UNE ESCALADE DE TERREUR SYSTEMATISEE AU KIVU : QUAND LE MINISTRE SHABANI DENONCE
Au cœur de l’Est congolais, le communiqué officiel N°25/CAB/VPM/MINISRESDECAC/SLBJ/018/2025, émis le 31 octobre 2025 par le Vice-Premier Ministre Shabani Lukoo Bihango, Ministre de l’Intérieur, de la Sécurité, de la Décentralisation et des Affaires Coutumières, dresse un tableau accablant d’une guerre hybride menée par la rébellion de proxy M23/AFC, dans sa province natale.
Soutenue par une ingérence rwandaise avérée – comme l’ont documenté des innombrables rapports onusiens successifs – cette coalition n’est pas un simple mouvement armé, mais un instrument de déstabilisation ethnique et territoriale, infligeant à des populations civiles une violence d’une brutalité calculée, qualifiable de crimes contre l’humanité.
Ce document, loin d’être une simple déclaration protocolaire, constitue un acte d’alerte technique et diplomatique, compilant des données empiriques sur plus de 123 assassinats et exécutions sommaires, 223 cas de viols documentés, des incendies criminels de villages entiers, des occupations illégales de terres agricoles et résidentielles, ainsi que des pillages systématiques.
Ces actes, survenus entre le 3 et le 30 octobre 2025 dans les territoires occupés de Rutshuru, Bukavu et environs, ne relèvent pas de la contingence du champ de bataille : ils traduisent une doctrine de terreur délibérée, visant la dépopulation sociale forcée, l’érosion des institutions locales et l’étranglement des secteurs vitaux comme l’éducation et la santé.
Techniquement, le communiqué déploie un arsenal factuel rigoureux pour qualifier ces exactions de violations flagrantes de l’intégrité territoriale de la RDC, en les ancrant dans un cadre normatif international implacable. Il invoque la Charte des Nations Unies, l’Acte constitutif de l’Union Africaine, la Résolution 2773 du Conseil de Sécurité de l’ONU – qui mandate une surveillance accrue des flux armés transfrontaliers –, ainsi que les Accords de Washington (entre la RDC et les États-Unis) et de Doha (impliquant le Qatar comme médiateur).
Parmi les événements les plus glaçants : des recrutements forcés à Bukavu du 14 au 28 octobre, impliquant des mineurs arrachés à leurs familles; des bombardements indiscriminés sur des zones habitées au Nord et Sud-Kivu, orchestrés par la coalition M23/AFC pour semer la panique et vider les terres riches en minerais.

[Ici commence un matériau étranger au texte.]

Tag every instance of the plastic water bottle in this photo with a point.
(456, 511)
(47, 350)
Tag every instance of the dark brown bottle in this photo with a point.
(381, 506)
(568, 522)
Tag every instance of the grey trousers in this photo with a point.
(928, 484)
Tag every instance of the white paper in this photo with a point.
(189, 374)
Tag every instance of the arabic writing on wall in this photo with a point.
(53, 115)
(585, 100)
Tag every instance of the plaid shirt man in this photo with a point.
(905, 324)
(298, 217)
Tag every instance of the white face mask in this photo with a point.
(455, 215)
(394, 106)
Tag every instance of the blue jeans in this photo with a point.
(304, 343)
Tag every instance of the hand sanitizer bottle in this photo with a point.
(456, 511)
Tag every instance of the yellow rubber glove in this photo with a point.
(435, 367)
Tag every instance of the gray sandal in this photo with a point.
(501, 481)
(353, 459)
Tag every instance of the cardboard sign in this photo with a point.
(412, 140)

Ces opérations, corroborées par des témoignages oculaires et des relevés satellitaires d’ONG comme Human Rights Watch, ne visent pas seulement à conquérir du terrain; elles appliquent une stratégie de « nettoyage ethnique inversé », où les civils – majoritairement des Nande, Hunde et Hema – deviennent des cibles prioritaires, subissant des tortures, des extorsions et des déplacements massifs qui ont gonflé le nombre de réfugiés internes à plus de sept millions depuis l’offensive de février 2025.
Cette gravité atteint son paroxysme lorsque l’on croise ces données avec les massacres récents dénoncés par une constellation d’acteurs internationaux, révélant un pattern de violence qui transcende les incidents isolés pour former un continuum de terreur.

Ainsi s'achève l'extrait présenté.